Spielberg, who pioneered the blockbuster with Jaws and computerised special effects with Jurassic Park, believes the technology for plain-view 3-D films has finally arrived.
In an interview with a Hollywood trade magazine, he let slip that he was involved in patenting a system that puts the viewer into the film – “inside the experience, which will surround you top, bottom, on all sides”.



If the technology wins acceptance, it will revolutionise cinemas, forcing them to tear out their traditional screens and replace them with giant plasma screens specially adapted to project Spielberg’s 3-D images.



This could revitalise the film industry, which is faced with declining audiences and fierce competition from rival mediums such as advanced video games.

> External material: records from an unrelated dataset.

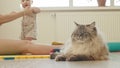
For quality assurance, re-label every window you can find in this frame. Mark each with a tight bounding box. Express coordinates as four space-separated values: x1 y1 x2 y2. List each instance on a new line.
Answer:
114 0 120 6
33 0 69 7
33 0 120 7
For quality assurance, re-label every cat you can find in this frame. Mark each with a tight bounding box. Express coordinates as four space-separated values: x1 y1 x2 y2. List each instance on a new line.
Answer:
55 22 109 61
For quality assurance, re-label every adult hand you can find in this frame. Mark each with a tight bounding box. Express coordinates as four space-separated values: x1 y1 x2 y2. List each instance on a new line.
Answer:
24 7 34 15
32 7 40 14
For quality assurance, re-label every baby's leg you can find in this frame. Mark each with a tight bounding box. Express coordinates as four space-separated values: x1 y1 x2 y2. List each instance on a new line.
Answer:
0 39 32 54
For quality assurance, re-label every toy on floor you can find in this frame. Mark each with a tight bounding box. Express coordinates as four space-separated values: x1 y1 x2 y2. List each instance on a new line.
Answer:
108 42 120 52
50 49 60 59
52 42 63 45
0 55 50 60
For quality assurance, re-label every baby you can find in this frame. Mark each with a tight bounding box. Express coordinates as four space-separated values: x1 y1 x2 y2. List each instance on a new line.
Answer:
21 0 40 41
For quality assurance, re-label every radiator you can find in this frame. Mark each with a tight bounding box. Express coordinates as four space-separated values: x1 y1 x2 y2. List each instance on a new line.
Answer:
55 12 120 42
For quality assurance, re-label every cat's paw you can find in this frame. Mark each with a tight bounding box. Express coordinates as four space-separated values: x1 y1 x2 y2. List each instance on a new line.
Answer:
66 55 79 61
55 55 66 61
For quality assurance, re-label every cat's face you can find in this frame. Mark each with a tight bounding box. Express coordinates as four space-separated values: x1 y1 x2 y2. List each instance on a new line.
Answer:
71 22 97 42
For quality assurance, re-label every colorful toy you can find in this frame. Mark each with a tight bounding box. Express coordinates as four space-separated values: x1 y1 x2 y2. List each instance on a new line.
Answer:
50 49 60 59
0 55 50 60
108 42 120 52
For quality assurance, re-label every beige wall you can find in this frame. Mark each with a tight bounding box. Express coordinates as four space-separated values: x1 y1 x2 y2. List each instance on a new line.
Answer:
0 0 120 43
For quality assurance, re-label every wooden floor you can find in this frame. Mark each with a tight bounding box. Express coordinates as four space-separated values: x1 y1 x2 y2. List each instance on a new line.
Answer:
0 53 120 68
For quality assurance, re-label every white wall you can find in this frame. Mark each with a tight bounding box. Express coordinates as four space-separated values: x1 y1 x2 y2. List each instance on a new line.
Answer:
0 0 120 43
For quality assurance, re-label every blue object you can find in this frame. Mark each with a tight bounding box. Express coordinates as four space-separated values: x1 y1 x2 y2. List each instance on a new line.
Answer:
107 42 120 52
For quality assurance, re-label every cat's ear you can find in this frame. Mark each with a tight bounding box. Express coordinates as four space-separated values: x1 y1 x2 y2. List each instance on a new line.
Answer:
90 21 95 27
74 21 79 26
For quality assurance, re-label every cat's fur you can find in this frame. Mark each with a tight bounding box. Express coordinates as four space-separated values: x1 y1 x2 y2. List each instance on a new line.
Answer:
55 22 109 61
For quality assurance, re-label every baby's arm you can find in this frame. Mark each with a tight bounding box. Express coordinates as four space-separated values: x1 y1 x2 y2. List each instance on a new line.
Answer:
33 7 40 14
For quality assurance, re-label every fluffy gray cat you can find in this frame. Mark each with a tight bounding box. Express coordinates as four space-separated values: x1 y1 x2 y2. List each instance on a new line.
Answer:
55 22 109 61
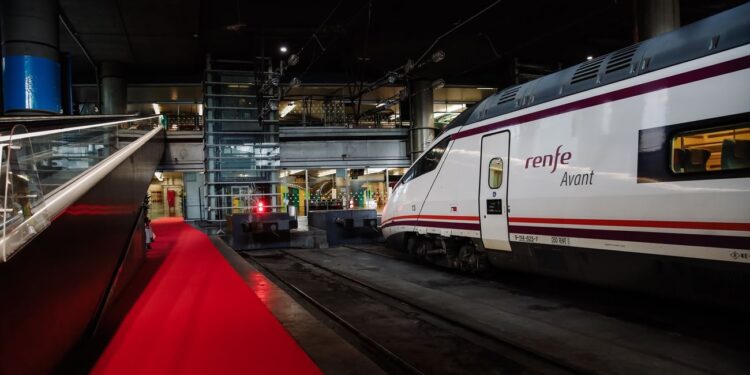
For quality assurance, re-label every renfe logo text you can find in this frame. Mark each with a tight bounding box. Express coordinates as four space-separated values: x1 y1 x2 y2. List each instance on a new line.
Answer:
526 145 573 173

But there is one big question: will it work? Filmmakers have been experimenting with 3-D since 1903, and there have been a succession of over-optimistic claims that it is about to become a mainstream technology.



The first screening of a 3-D film for a paying audience came in June 1915 when a short film, Jim the Penman, was shown in New York featuring scenes from rural America. It was treated as a novelty and forgotten.
In the 1950s, there were more claims that 3-D had arrived with the releases of Bwana Devil, which depicted attacks by maneating lions, and The Creature from the Black Lagoon. But the format failed to take off.

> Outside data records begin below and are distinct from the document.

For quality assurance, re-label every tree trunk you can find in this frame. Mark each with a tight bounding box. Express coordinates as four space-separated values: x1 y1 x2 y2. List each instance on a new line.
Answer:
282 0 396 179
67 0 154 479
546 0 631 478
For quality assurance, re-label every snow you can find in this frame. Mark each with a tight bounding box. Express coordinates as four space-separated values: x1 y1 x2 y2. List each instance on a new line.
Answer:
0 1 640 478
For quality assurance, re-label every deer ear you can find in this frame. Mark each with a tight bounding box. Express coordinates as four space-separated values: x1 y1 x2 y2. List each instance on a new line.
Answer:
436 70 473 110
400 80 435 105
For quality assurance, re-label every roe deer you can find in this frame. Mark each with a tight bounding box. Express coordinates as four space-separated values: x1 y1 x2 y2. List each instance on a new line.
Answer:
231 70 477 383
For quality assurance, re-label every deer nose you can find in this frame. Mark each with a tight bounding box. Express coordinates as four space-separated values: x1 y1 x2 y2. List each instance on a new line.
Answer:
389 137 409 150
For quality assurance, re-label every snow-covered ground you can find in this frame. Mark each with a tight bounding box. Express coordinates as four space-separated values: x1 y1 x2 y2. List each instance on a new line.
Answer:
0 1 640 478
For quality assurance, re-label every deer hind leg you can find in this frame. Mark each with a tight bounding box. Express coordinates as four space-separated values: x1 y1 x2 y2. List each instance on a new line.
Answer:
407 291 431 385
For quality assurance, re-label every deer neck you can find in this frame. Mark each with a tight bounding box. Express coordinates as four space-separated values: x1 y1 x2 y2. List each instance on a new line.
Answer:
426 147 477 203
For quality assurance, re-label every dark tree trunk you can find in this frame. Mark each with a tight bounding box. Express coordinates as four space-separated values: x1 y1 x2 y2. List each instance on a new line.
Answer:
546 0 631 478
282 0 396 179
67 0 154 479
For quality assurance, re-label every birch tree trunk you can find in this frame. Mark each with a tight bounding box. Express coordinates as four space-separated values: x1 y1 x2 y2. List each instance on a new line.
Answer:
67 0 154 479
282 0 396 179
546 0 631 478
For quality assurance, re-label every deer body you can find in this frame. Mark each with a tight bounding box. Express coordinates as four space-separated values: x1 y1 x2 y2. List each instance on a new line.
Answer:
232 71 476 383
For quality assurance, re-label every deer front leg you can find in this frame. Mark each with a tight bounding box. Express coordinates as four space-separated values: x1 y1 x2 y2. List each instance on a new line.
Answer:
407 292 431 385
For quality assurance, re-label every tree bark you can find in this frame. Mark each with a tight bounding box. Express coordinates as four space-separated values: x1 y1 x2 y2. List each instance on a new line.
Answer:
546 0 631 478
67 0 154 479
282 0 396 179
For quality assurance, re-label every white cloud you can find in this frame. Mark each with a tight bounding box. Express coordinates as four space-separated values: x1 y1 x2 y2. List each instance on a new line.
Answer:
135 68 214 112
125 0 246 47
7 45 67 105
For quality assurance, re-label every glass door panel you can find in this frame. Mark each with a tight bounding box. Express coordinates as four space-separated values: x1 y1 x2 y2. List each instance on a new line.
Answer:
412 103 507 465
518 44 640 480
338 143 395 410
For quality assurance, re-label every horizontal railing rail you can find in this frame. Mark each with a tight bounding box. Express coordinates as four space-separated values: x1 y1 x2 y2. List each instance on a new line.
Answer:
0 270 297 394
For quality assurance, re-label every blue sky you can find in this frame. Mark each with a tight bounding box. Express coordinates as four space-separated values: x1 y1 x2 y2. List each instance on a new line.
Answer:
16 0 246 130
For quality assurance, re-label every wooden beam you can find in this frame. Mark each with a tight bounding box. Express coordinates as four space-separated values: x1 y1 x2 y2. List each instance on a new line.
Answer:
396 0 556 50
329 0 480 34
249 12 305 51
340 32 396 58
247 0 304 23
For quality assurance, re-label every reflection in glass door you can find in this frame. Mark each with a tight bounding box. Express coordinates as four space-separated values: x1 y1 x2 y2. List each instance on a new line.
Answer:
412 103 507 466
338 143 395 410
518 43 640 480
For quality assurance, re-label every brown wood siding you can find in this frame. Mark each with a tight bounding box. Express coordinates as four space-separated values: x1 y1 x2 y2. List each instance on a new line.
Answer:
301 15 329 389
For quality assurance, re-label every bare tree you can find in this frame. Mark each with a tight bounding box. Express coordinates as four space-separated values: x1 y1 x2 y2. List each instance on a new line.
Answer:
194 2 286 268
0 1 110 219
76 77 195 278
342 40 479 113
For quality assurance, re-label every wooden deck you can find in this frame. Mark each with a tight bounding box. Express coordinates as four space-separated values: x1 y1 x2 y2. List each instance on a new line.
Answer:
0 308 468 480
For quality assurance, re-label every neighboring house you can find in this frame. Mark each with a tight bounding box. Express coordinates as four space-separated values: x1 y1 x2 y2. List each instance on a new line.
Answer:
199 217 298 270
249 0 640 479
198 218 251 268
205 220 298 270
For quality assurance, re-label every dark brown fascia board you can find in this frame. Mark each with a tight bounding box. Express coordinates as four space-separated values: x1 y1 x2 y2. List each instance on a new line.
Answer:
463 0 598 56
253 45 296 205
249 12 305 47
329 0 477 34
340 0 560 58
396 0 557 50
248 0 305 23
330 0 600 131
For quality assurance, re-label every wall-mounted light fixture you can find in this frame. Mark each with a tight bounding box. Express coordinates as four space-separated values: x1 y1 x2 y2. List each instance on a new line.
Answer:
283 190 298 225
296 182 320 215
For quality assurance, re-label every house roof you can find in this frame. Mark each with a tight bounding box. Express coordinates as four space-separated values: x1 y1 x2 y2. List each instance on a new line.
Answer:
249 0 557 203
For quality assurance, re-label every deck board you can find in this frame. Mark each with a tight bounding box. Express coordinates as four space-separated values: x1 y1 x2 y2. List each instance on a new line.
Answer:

Hollywood tried again in 1983 with Jaws 3-D, the third of four films about killer sharks. It famously ended with the shark’s teeth emerging from the screen and going for the audience.



The film was a flop – and since then even pornographers, obvious potential beneficiaries from 3-D, have been scared away by the technical issues and cost.

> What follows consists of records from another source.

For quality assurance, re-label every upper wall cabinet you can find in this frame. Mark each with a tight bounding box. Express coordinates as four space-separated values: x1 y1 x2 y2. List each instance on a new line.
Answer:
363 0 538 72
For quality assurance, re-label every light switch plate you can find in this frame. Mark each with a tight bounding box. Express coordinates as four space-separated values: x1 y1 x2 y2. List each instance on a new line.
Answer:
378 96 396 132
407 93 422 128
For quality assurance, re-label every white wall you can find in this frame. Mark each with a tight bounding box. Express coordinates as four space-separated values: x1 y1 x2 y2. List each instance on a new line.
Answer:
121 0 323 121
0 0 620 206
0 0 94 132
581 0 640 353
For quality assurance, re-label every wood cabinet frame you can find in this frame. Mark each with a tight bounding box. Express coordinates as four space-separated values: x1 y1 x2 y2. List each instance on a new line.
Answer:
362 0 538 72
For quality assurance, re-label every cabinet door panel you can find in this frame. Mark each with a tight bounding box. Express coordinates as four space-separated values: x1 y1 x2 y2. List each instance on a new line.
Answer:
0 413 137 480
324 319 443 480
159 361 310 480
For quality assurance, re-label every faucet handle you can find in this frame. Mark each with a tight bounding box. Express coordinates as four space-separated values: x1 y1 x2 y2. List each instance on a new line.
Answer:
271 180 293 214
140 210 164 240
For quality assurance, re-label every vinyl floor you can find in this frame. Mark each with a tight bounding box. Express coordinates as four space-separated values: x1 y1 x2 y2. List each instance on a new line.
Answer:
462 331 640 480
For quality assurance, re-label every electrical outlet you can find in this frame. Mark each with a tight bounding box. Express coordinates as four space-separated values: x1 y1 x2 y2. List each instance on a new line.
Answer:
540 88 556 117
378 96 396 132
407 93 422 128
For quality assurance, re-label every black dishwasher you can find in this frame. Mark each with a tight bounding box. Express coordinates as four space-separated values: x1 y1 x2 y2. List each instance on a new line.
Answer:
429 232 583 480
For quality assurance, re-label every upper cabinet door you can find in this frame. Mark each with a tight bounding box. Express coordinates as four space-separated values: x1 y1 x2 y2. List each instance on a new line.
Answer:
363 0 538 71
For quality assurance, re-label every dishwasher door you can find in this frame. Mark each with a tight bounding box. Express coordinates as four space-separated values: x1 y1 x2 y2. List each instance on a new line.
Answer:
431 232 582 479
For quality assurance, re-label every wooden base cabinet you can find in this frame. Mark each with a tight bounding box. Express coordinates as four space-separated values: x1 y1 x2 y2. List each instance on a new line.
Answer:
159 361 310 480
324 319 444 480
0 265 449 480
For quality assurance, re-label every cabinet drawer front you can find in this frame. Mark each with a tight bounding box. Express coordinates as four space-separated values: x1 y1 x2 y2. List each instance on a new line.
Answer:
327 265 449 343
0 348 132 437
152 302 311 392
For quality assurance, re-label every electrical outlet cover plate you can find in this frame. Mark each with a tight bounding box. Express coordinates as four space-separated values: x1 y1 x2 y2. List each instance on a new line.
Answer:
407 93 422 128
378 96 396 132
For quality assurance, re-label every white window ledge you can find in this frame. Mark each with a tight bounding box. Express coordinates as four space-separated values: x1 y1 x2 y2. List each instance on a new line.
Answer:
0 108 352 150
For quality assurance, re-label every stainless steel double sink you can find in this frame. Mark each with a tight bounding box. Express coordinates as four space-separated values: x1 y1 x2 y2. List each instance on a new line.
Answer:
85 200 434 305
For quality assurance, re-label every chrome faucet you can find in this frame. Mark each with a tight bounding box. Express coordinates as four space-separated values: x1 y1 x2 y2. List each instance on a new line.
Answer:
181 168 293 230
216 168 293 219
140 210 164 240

The key problem is that so far all 3-D formats needed viewers to wear glasses with a red filter for one eye and a green filter for the other. Some people find these cause headaches and disorientation. Doing away with the glasses is crucial to taking 3-D into the movie mainstream.



Spielberg’s timing may be right – several big electronics manufacturers have recently demonstrated plasma screens that can project 3-D images visible to the unaided eye.